Um filme sobre o admirável personagem Andy Dufresne condenado a duas prisões perpétuas pois que é suspeito de ter matado sua esposa e o amante dela, dois crimes, duas penas. Admirável é sua quietude, sua serenidade em todos os momentos, enquanto põe em andamento seu plano com inteligencia, segurança e uma audácia invisível e calculada, jogando com as armas do sistema, as mesmas que o colocaram ali em Shawshank. Com as mesmas armas que um diretor hipócrita joga quando diz que os versículos da Bíblia são "a salvação que vem de dentro". E não é que ele tinha razão? Era dentro da Bíblia que Andy escondia a picaretinha com a qual, dia a dia, escavava um pouco da pedra-sabão da parede do presídio criando o buraco que o levaria para fora.

Um filme sobre uma escolha simples, o lema de Andy: "esforce-se para viver ou esforce-se para morrer."
Andy faz a escolha e esforça-se para viver. Desde o dia em que entra em Shawshank. Faz isto apesar do diretor, apesar do chefe dos guardas, apesar dos gays. Usa as armas possíveis: a picaretinha, os cartazes de Rita Hayworth, Marilyn Monroe e Ursula Andress; usa seu conhecimento como banqueiro; usa seu talento como professor. E faz uma dupla perfeita com Red que também usa talentos que a vida marginal lhe deu. Tem contatos com o mundo exterior, conseguindo tudo que lhe pedem, cigarros, cartazes de musas. E é através dessas trocas que consegue benefícios importantes como o de levar consigo um grupo de amigos escolhido por ele, Andy inclusive, para trabalhar fora dos muros.

Constróem uma amizade simples, cheia de respeito e um pouco de mistério. São como imagens espelhadas. São uma dupla. Uma dupla que viverá "Um sonho de liberdade".

Um dos mais belos momentos do filme acontece quando Andy abre todos os alto-falantes da penitenciária para que onde quer que estejam os presidiários, possam ouvir um lindo dueto da ópera As Bodas de Figaro, de Mozart.

E Red diz:
Até hoje não faço ideia do que cantavam aquelas senhoras italianas. A verdade é que não quero saber. Há coisas que é melhor não desvendar. Agrada-me pensar que cantavam acerca de algo tão lindo, que não pode ser expresso por palavras e por isso mesmo nos toca o coração. Eu digo-vos que aquelas vozes voaram mais alto e mais longe que alguém num lugar cinzento ousa sonhar. Foi como se um lindo pássaro entrasse na nossa jaula e fizesse desaparecer aquelas muralhas.
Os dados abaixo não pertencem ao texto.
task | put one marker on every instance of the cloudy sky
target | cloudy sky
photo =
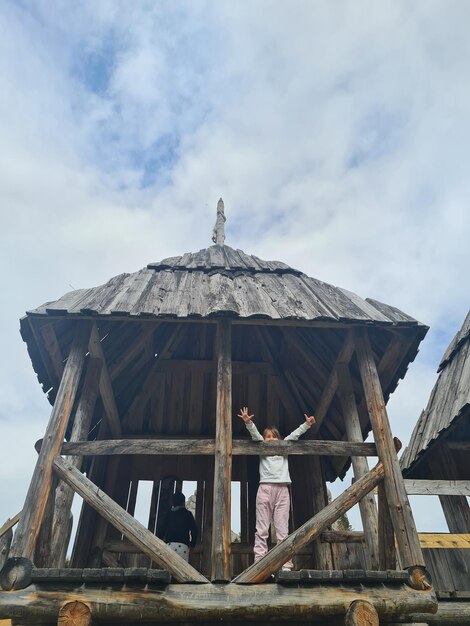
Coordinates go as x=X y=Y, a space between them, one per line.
x=338 y=134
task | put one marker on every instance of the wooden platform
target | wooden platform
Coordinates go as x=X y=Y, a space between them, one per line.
x=137 y=595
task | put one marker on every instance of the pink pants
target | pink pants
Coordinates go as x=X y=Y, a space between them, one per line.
x=272 y=504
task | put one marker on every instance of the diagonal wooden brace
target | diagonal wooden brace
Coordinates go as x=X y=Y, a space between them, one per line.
x=137 y=534
x=275 y=558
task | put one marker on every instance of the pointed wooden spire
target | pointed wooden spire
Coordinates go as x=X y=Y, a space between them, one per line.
x=218 y=234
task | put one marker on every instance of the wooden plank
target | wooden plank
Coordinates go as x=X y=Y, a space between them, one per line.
x=106 y=388
x=425 y=487
x=309 y=531
x=367 y=506
x=221 y=531
x=148 y=543
x=206 y=447
x=9 y=524
x=400 y=510
x=40 y=486
x=210 y=604
x=64 y=494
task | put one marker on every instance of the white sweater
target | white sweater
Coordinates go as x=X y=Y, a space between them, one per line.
x=275 y=469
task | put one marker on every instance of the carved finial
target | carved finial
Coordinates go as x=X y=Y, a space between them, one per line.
x=218 y=234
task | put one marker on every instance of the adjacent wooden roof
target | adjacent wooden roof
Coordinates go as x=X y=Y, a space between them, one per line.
x=449 y=400
x=222 y=281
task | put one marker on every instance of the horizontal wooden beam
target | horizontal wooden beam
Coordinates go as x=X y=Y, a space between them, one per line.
x=426 y=540
x=206 y=447
x=140 y=536
x=444 y=540
x=286 y=549
x=437 y=487
x=459 y=445
x=212 y=603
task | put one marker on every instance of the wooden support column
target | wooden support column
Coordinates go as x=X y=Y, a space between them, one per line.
x=311 y=530
x=137 y=534
x=39 y=489
x=64 y=493
x=221 y=539
x=352 y=424
x=408 y=546
x=387 y=555
x=106 y=389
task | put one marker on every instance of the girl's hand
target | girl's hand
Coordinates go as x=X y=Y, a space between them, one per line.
x=309 y=419
x=244 y=414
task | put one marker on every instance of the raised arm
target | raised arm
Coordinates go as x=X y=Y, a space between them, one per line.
x=247 y=418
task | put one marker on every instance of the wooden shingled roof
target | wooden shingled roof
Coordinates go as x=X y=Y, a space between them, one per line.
x=449 y=402
x=223 y=281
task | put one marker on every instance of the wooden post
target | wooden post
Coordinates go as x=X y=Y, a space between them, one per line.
x=387 y=555
x=106 y=388
x=64 y=493
x=140 y=536
x=221 y=538
x=352 y=424
x=408 y=546
x=39 y=489
x=361 y=613
x=74 y=614
x=309 y=531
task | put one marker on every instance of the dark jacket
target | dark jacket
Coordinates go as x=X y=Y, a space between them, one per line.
x=181 y=527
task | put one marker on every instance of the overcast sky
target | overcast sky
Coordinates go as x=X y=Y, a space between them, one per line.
x=337 y=133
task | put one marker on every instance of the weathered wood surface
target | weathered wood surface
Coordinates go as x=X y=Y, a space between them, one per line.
x=424 y=487
x=39 y=489
x=106 y=388
x=331 y=386
x=203 y=603
x=243 y=287
x=387 y=553
x=448 y=402
x=207 y=446
x=221 y=530
x=399 y=506
x=367 y=506
x=64 y=493
x=275 y=558
x=10 y=523
x=5 y=544
x=451 y=612
x=147 y=542
x=361 y=613
x=74 y=613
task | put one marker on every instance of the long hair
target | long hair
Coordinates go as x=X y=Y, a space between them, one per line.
x=273 y=430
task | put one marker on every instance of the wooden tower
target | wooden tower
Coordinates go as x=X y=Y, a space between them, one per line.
x=436 y=463
x=146 y=374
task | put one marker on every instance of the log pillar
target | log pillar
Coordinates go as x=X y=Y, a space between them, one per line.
x=361 y=613
x=221 y=530
x=64 y=493
x=41 y=482
x=352 y=424
x=74 y=614
x=404 y=526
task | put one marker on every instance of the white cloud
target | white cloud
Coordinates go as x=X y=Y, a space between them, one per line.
x=337 y=134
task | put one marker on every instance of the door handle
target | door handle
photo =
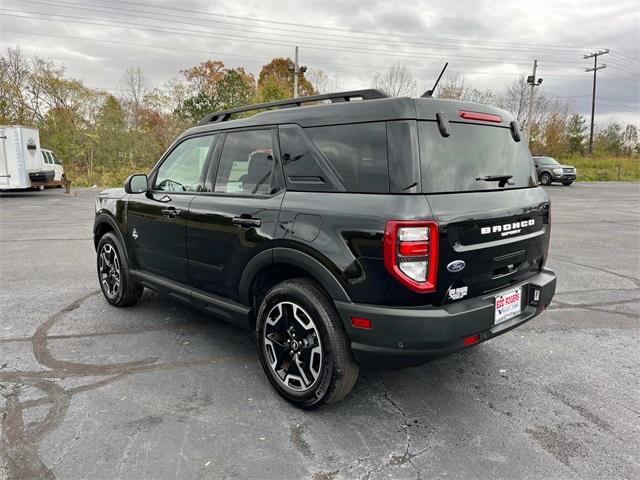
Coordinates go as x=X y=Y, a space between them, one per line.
x=171 y=212
x=246 y=221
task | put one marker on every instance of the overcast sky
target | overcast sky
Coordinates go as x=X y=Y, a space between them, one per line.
x=490 y=42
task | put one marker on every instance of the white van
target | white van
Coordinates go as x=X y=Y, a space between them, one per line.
x=22 y=163
x=49 y=160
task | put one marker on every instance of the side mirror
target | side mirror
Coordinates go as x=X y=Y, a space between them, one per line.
x=136 y=183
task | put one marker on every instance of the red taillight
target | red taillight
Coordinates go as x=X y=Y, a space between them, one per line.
x=411 y=253
x=472 y=340
x=479 y=116
x=413 y=249
x=360 y=322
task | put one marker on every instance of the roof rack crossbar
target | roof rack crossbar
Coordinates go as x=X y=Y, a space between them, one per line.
x=368 y=94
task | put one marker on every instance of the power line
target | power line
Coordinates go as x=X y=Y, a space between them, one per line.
x=196 y=33
x=323 y=27
x=306 y=32
x=262 y=40
x=595 y=69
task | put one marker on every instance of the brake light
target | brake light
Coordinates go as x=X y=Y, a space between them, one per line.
x=479 y=116
x=472 y=340
x=411 y=253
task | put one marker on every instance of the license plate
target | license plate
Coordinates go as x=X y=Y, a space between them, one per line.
x=508 y=306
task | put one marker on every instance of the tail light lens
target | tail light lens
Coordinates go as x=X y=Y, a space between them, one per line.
x=411 y=253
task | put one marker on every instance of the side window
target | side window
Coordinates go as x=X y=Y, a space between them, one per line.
x=357 y=153
x=182 y=169
x=246 y=163
x=302 y=170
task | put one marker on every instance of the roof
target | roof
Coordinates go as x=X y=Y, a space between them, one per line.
x=358 y=111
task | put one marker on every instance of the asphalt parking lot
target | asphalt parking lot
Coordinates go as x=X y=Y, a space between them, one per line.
x=161 y=391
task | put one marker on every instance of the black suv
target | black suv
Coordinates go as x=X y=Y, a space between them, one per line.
x=550 y=170
x=360 y=231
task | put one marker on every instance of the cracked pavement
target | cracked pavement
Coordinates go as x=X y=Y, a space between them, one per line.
x=162 y=391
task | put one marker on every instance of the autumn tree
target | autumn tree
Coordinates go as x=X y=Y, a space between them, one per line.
x=204 y=78
x=576 y=136
x=275 y=78
x=397 y=81
x=323 y=83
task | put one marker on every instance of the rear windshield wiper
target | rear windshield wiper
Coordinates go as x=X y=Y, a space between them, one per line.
x=501 y=179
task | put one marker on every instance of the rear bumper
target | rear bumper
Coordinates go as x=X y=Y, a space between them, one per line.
x=406 y=336
x=565 y=177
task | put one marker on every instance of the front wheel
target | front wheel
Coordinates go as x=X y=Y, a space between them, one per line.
x=302 y=345
x=545 y=178
x=116 y=283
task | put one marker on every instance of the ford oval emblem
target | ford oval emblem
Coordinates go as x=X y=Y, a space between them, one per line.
x=456 y=266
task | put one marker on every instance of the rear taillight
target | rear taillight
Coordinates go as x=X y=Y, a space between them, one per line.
x=479 y=116
x=411 y=253
x=546 y=255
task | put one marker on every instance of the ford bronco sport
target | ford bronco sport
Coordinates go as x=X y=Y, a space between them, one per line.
x=359 y=231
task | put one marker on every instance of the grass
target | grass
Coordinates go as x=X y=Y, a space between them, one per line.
x=605 y=168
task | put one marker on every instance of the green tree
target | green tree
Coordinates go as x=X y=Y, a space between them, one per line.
x=235 y=89
x=576 y=136
x=277 y=72
x=610 y=140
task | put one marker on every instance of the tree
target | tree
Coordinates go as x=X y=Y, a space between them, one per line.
x=630 y=144
x=322 y=83
x=576 y=136
x=134 y=87
x=272 y=89
x=610 y=139
x=454 y=88
x=204 y=77
x=277 y=72
x=397 y=81
x=235 y=89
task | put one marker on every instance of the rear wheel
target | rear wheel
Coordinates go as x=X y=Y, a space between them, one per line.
x=545 y=178
x=113 y=273
x=302 y=346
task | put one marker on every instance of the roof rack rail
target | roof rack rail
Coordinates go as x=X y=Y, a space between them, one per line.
x=368 y=94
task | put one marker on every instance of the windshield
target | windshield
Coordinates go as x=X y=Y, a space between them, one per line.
x=546 y=161
x=473 y=158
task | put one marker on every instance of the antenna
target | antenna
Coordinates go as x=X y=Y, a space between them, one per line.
x=429 y=93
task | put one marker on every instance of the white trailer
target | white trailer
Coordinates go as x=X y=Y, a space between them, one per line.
x=21 y=161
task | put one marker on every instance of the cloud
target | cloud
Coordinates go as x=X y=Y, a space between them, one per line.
x=490 y=41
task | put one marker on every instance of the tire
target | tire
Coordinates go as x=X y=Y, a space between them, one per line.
x=302 y=346
x=545 y=178
x=116 y=283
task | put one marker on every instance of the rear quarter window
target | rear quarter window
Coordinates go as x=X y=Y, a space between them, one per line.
x=454 y=163
x=357 y=153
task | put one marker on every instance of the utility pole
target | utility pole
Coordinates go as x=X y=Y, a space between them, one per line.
x=531 y=80
x=595 y=68
x=295 y=75
x=296 y=70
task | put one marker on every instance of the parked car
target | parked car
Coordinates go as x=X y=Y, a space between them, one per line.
x=550 y=170
x=21 y=162
x=371 y=231
x=50 y=161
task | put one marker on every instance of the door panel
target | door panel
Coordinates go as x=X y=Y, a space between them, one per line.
x=224 y=233
x=159 y=236
x=230 y=226
x=156 y=220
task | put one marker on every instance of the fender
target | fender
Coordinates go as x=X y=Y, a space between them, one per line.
x=105 y=217
x=295 y=258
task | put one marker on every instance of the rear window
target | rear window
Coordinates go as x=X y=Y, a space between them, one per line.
x=357 y=153
x=470 y=152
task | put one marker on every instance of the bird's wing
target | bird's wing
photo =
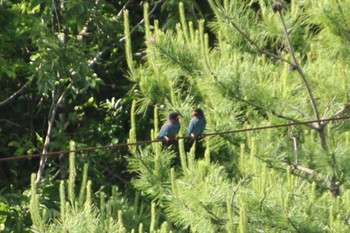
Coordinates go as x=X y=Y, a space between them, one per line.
x=163 y=130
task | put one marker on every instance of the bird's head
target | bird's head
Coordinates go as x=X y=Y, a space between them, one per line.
x=197 y=112
x=174 y=116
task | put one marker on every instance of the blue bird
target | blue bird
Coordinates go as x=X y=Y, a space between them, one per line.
x=171 y=128
x=197 y=124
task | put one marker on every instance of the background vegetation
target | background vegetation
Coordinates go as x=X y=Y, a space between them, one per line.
x=78 y=74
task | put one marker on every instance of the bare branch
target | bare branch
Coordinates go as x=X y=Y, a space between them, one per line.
x=298 y=67
x=273 y=112
x=327 y=108
x=52 y=116
x=14 y=95
x=240 y=183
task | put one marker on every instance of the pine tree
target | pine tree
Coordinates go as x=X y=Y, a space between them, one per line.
x=263 y=63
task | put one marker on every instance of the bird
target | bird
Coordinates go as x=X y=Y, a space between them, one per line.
x=171 y=128
x=197 y=124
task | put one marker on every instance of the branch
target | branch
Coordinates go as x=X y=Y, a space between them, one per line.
x=327 y=108
x=339 y=112
x=254 y=44
x=52 y=116
x=14 y=95
x=240 y=183
x=272 y=111
x=300 y=111
x=298 y=67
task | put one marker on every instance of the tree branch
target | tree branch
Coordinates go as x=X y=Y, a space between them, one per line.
x=298 y=67
x=14 y=95
x=240 y=183
x=52 y=116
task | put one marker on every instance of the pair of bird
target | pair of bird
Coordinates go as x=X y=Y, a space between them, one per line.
x=171 y=128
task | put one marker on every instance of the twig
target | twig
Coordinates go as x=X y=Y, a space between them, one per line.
x=240 y=183
x=52 y=116
x=298 y=67
x=14 y=95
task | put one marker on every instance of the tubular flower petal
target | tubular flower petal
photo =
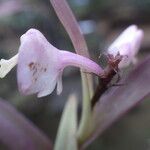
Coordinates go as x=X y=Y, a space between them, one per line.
x=40 y=65
x=127 y=44
x=7 y=65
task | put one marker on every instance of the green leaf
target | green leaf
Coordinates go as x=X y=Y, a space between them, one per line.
x=16 y=132
x=66 y=136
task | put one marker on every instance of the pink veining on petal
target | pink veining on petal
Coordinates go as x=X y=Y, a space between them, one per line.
x=40 y=64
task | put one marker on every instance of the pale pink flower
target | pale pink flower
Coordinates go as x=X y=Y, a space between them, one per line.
x=127 y=44
x=40 y=65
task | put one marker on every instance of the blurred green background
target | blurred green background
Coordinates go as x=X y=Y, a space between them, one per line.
x=100 y=21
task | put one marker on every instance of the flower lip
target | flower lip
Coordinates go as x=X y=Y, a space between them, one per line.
x=40 y=64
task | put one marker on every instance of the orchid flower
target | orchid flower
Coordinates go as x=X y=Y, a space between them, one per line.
x=40 y=64
x=127 y=44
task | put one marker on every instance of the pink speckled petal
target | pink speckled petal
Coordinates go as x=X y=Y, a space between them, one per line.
x=37 y=70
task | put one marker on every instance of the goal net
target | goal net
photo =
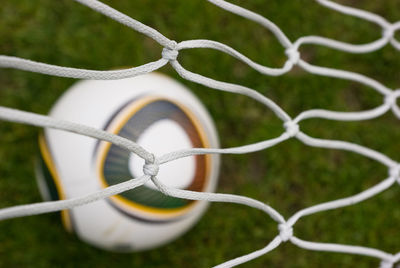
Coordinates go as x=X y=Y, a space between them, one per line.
x=291 y=125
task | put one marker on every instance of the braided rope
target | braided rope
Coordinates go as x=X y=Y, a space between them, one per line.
x=291 y=126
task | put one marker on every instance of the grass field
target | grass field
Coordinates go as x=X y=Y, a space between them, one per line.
x=289 y=177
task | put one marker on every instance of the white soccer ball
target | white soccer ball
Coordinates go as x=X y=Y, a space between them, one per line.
x=159 y=114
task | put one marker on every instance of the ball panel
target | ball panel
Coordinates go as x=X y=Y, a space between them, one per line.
x=113 y=162
x=51 y=180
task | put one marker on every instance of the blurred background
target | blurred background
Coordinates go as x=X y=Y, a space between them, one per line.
x=289 y=177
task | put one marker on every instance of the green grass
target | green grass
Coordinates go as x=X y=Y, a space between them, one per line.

Há sempre um momento, o momento certo e crítico, em que um ser humano decide que chegou a hora, que não deve mais adiar determinada decisão, que tem que enfrentar a própria escolha e caminhar por um caminho novo. Andy tinha tudo planejado há muito tempo mas é a triste descoberta de que seu trabalho transformando vidas em Shawshank, terá sempre o empecilho do poder absoluto e invencível do sistema existente dentro dos muros da penitenciária, o que o faz saber que chegou a hora de sair.

A saída de Andy rastejando pelo esgoto até surgir fora dos muros é emocionante. A mesma chuva que o ajudara na fuga, encobrindo o ruído enquanto quebrava o cano do esgoto, se transforma no batismo de água limpa, no batismo que ele recebe de corpo, boca e braços abertos e que separa o velho Andy do novo homem, literal e metaforicamente.